A more formal approach to revising concepts based on methodological progression fails, opening up contradiction, discontinuity, cuts, gaps, lack and disruption in and between concepts (TIII – Unorientability Theorem). This failure to achieve « access » the object is re-conceptualised as indicating the necessary inscription of unorientable subjectivity (TIII) and retroactively attributable to constitutive negativity (Negativity Theorem: Dissolution of Access).
These four steps, derived from the four theorems, are present in Zizek’s recapitulation of « The Waistcoat ». He calls them deception, redoubled deception, silent knowing, Absolute Knowing. For a summary and analysis of Zizek’s approach to this story see previous post: https://terenceblake.wordpress.com/2020/07/30/sex-and-the-failed-absolute-5-a-puzzling-example-of-absolute-knowledge/
The Concept as concrete universality is immanent self-reflexively in step three (« silent knowing ») and fully subjectively in step four. It is however present from the start, and the parallax of the concept drives the process.

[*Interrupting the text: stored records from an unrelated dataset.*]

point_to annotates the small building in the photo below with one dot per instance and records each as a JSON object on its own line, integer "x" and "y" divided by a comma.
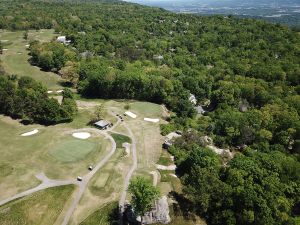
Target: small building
{"x": 102, "y": 124}
{"x": 170, "y": 139}
{"x": 63, "y": 40}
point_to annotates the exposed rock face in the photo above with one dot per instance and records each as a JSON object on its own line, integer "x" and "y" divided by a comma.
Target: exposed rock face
{"x": 160, "y": 213}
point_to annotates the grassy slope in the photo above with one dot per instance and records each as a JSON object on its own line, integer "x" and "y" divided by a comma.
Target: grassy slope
{"x": 73, "y": 150}
{"x": 43, "y": 207}
{"x": 120, "y": 139}
{"x": 24, "y": 157}
{"x": 107, "y": 215}
{"x": 15, "y": 59}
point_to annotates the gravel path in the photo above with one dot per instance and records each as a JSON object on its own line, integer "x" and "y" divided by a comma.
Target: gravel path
{"x": 128, "y": 176}
{"x": 48, "y": 183}
{"x": 87, "y": 177}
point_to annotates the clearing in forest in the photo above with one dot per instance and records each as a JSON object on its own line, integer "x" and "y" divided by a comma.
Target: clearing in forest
{"x": 15, "y": 59}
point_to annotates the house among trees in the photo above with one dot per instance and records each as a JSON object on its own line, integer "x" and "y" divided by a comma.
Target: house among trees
{"x": 63, "y": 40}
{"x": 170, "y": 138}
{"x": 103, "y": 124}
{"x": 193, "y": 99}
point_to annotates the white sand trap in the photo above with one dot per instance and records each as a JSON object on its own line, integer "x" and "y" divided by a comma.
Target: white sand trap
{"x": 81, "y": 135}
{"x": 132, "y": 115}
{"x": 35, "y": 131}
{"x": 151, "y": 120}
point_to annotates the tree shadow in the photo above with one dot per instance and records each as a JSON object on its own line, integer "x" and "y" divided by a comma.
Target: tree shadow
{"x": 183, "y": 207}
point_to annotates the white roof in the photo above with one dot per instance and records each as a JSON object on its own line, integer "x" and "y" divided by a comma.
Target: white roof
{"x": 102, "y": 123}
{"x": 132, "y": 115}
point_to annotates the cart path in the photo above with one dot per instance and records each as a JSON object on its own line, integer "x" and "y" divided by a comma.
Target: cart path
{"x": 129, "y": 175}
{"x": 46, "y": 183}
{"x": 85, "y": 179}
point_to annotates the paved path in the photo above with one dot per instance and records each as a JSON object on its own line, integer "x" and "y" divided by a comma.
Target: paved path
{"x": 46, "y": 183}
{"x": 87, "y": 177}
{"x": 128, "y": 176}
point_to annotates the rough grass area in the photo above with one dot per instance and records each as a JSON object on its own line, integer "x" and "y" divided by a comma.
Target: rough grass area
{"x": 5, "y": 170}
{"x": 73, "y": 150}
{"x": 146, "y": 109}
{"x": 42, "y": 207}
{"x": 165, "y": 160}
{"x": 15, "y": 59}
{"x": 101, "y": 181}
{"x": 107, "y": 215}
{"x": 120, "y": 139}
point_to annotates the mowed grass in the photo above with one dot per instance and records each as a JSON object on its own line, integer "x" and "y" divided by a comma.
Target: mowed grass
{"x": 73, "y": 150}
{"x": 147, "y": 109}
{"x": 42, "y": 207}
{"x": 24, "y": 157}
{"x": 107, "y": 215}
{"x": 120, "y": 139}
{"x": 15, "y": 58}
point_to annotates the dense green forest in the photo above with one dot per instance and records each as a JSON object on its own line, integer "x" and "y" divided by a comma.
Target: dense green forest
{"x": 245, "y": 73}
{"x": 26, "y": 99}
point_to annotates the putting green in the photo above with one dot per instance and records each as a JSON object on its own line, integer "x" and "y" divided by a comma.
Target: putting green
{"x": 73, "y": 150}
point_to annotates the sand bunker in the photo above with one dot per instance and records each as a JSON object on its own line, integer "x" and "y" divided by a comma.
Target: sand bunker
{"x": 35, "y": 131}
{"x": 81, "y": 135}
{"x": 151, "y": 120}
{"x": 130, "y": 114}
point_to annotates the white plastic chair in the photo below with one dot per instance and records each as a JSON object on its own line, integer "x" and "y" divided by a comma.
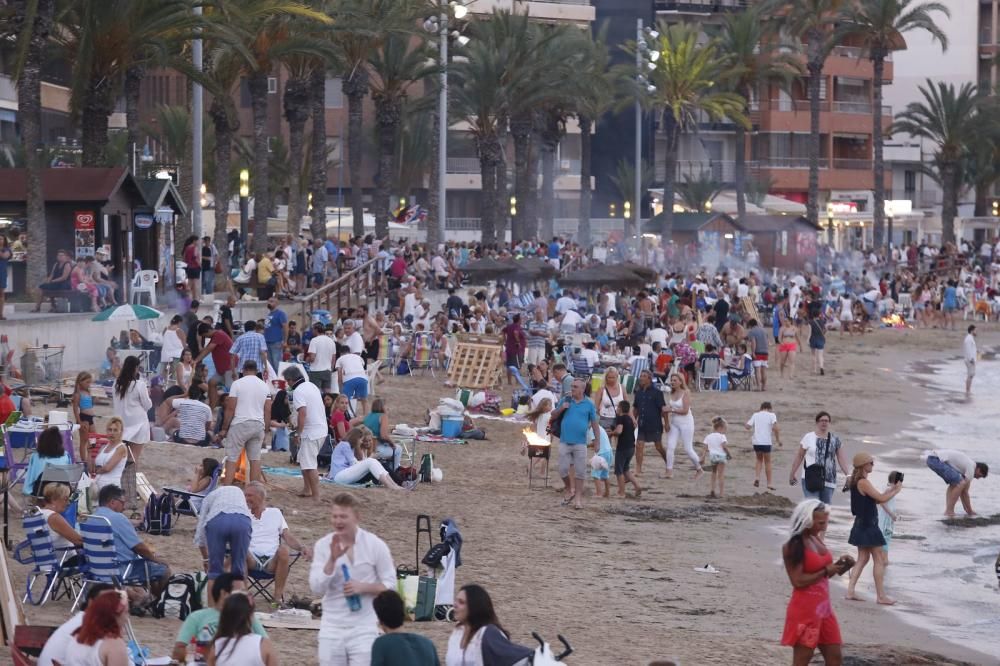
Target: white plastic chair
{"x": 144, "y": 283}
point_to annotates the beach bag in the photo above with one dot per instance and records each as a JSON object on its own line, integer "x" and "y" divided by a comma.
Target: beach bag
{"x": 158, "y": 515}
{"x": 178, "y": 599}
{"x": 815, "y": 478}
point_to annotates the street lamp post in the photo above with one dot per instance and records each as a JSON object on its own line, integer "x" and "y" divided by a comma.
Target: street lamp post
{"x": 645, "y": 58}
{"x": 244, "y": 208}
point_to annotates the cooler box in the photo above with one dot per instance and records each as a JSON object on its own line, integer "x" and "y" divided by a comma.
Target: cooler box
{"x": 451, "y": 426}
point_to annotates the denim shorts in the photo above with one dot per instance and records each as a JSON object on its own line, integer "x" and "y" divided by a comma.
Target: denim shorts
{"x": 950, "y": 475}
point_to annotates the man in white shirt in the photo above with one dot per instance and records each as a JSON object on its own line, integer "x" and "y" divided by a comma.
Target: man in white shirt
{"x": 54, "y": 650}
{"x": 322, "y": 349}
{"x": 345, "y": 635}
{"x": 353, "y": 379}
{"x": 352, "y": 338}
{"x": 310, "y": 428}
{"x": 958, "y": 471}
{"x": 247, "y": 419}
{"x": 268, "y": 530}
{"x": 969, "y": 353}
{"x": 566, "y": 302}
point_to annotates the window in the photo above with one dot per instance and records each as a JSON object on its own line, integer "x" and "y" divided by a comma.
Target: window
{"x": 333, "y": 95}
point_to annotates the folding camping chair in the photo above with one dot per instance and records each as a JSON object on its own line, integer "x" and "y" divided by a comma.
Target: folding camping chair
{"x": 261, "y": 580}
{"x": 187, "y": 503}
{"x": 49, "y": 561}
{"x": 101, "y": 562}
{"x": 744, "y": 378}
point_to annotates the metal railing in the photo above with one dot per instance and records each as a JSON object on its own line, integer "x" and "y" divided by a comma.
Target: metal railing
{"x": 463, "y": 165}
{"x": 852, "y": 164}
{"x": 357, "y": 287}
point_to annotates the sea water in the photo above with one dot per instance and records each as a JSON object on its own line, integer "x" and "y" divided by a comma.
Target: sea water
{"x": 942, "y": 576}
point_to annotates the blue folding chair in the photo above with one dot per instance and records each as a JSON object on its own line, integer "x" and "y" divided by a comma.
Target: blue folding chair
{"x": 187, "y": 503}
{"x": 101, "y": 561}
{"x": 261, "y": 580}
{"x": 49, "y": 562}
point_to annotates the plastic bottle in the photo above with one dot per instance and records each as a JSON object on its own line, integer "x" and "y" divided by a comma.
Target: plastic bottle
{"x": 353, "y": 600}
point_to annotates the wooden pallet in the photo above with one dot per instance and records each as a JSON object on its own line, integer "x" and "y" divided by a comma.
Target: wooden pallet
{"x": 750, "y": 309}
{"x": 477, "y": 362}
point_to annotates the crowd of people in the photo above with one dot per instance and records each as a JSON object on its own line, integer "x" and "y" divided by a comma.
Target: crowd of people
{"x": 602, "y": 373}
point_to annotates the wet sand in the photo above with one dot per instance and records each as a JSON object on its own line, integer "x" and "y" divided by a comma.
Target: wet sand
{"x": 617, "y": 579}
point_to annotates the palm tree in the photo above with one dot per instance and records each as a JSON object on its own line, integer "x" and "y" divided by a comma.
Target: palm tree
{"x": 880, "y": 25}
{"x": 951, "y": 120}
{"x": 758, "y": 62}
{"x": 32, "y": 23}
{"x": 395, "y": 66}
{"x": 362, "y": 27}
{"x": 595, "y": 100}
{"x": 814, "y": 22}
{"x": 685, "y": 87}
{"x": 698, "y": 193}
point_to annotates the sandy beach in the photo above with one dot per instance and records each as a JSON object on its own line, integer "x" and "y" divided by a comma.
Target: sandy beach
{"x": 617, "y": 579}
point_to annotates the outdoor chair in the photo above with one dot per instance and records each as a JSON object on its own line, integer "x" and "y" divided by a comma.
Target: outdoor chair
{"x": 744, "y": 378}
{"x": 708, "y": 373}
{"x": 48, "y": 561}
{"x": 101, "y": 562}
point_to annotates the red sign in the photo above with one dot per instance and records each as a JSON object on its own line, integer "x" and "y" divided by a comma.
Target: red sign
{"x": 83, "y": 220}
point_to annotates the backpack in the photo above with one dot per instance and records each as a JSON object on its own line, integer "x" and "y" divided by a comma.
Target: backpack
{"x": 158, "y": 515}
{"x": 179, "y": 598}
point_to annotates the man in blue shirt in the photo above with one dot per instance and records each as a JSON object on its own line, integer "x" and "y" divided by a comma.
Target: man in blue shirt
{"x": 578, "y": 416}
{"x": 249, "y": 347}
{"x": 275, "y": 332}
{"x": 128, "y": 545}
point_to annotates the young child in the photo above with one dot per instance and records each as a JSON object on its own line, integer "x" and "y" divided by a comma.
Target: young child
{"x": 83, "y": 412}
{"x": 764, "y": 427}
{"x": 716, "y": 454}
{"x": 887, "y": 515}
{"x": 601, "y": 465}
{"x": 624, "y": 434}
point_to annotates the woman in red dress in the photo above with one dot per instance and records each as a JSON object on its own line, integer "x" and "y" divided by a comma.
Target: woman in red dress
{"x": 809, "y": 620}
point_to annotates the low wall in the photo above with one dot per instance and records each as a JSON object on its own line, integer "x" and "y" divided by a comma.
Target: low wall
{"x": 85, "y": 341}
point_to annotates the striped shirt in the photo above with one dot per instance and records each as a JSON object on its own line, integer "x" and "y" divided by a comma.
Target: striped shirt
{"x": 249, "y": 347}
{"x": 193, "y": 416}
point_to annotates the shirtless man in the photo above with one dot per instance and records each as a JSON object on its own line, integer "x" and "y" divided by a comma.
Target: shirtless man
{"x": 957, "y": 470}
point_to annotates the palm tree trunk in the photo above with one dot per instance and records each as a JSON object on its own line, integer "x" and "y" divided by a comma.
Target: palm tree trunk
{"x": 949, "y": 205}
{"x": 740, "y": 166}
{"x": 433, "y": 201}
{"x": 878, "y": 164}
{"x": 521, "y": 226}
{"x": 296, "y": 100}
{"x": 490, "y": 159}
{"x": 35, "y": 29}
{"x": 225, "y": 127}
{"x": 671, "y": 132}
{"x": 133, "y": 120}
{"x": 355, "y": 87}
{"x": 815, "y": 67}
{"x": 97, "y": 108}
{"x": 583, "y": 224}
{"x": 318, "y": 163}
{"x": 387, "y": 116}
{"x": 257, "y": 83}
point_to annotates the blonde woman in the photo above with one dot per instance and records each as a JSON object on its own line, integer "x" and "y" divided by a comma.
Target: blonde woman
{"x": 788, "y": 345}
{"x": 681, "y": 424}
{"x": 866, "y": 534}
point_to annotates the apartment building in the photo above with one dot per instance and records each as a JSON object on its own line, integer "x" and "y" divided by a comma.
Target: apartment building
{"x": 463, "y": 180}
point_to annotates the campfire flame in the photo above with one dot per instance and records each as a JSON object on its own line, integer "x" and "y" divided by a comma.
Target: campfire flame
{"x": 534, "y": 439}
{"x": 895, "y": 321}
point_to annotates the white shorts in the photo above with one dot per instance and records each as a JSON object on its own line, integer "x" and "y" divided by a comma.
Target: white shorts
{"x": 309, "y": 452}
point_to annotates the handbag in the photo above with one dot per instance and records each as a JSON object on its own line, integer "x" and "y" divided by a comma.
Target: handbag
{"x": 815, "y": 478}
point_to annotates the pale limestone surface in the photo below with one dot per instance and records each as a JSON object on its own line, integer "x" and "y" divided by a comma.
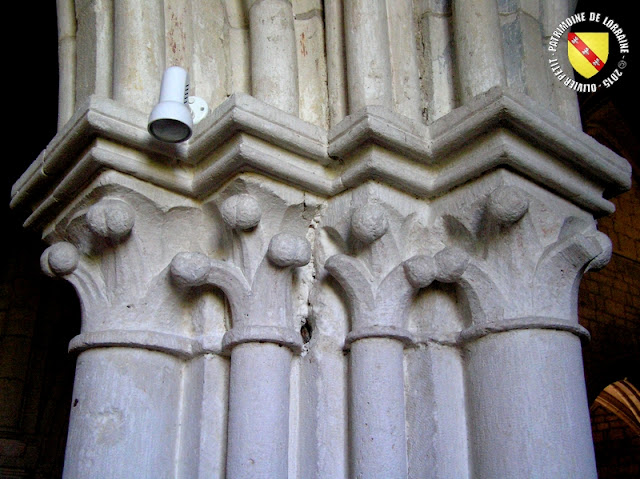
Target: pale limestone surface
{"x": 363, "y": 264}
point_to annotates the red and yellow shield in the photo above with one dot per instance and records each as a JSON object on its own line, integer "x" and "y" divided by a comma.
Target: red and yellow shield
{"x": 588, "y": 52}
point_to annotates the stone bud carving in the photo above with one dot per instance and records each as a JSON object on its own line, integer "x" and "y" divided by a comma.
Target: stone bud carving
{"x": 111, "y": 219}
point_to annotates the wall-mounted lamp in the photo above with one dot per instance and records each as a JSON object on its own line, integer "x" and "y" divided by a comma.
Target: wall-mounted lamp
{"x": 172, "y": 119}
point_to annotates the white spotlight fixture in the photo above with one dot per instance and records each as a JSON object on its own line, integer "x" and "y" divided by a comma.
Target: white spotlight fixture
{"x": 172, "y": 119}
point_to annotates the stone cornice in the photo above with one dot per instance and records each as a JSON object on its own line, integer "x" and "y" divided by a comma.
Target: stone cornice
{"x": 245, "y": 134}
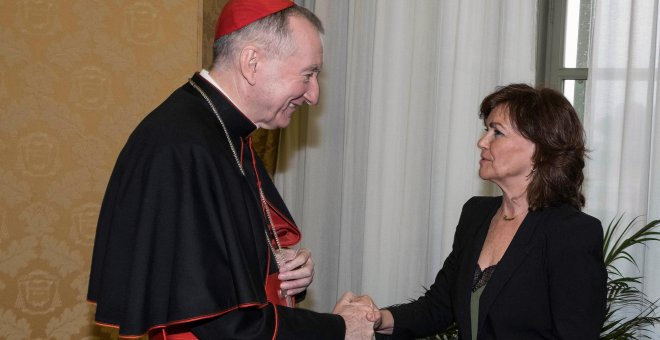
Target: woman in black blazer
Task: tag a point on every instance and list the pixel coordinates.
(527, 264)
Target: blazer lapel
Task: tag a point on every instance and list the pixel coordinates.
(511, 260)
(468, 264)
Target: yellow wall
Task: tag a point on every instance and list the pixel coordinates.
(76, 76)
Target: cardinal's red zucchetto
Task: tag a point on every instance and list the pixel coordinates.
(239, 13)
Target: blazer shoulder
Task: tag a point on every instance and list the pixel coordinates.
(567, 219)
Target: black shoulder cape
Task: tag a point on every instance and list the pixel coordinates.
(180, 237)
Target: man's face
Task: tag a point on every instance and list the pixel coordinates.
(286, 82)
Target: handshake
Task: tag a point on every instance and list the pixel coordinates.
(362, 316)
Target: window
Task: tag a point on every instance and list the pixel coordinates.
(563, 48)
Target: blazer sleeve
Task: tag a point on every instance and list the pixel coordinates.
(577, 276)
(433, 312)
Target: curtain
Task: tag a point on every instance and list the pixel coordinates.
(623, 122)
(377, 173)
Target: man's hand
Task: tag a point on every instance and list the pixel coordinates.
(297, 273)
(355, 316)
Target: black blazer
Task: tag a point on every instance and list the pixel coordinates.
(549, 284)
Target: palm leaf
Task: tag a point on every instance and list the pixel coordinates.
(629, 312)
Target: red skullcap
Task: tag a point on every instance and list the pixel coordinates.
(239, 13)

Note: it follows from this analysis that Deleuze and Guattari’s account of the concept and its place is seriously flawed. The detachment of the concept from other thinking practices creates an illusion of autonomy. They re-orient a previously unoriented space to striate it with separate Zones of Thought (philosophy, art, science).
Zizek implicitly uses the Unorientability Theorem in his criticism of Badiou’s distinctions and demarcations between Being and Event, and between Truth and Knowledge. Similar considerations apply to Deleuze and Guattari’s treatment of the concept as characterising philosophy to the exclusion of other domains. We have seen that this thesis is untenable.
Unorientability is constitutive, it defeats their demarcations from within.
I’m currently reading Discourse, Figure — I’m wondering how Lyotard’s account of the figural space nested in signification might relate to this whole problematic, though I don’t feel competent to explore the connection in any depth.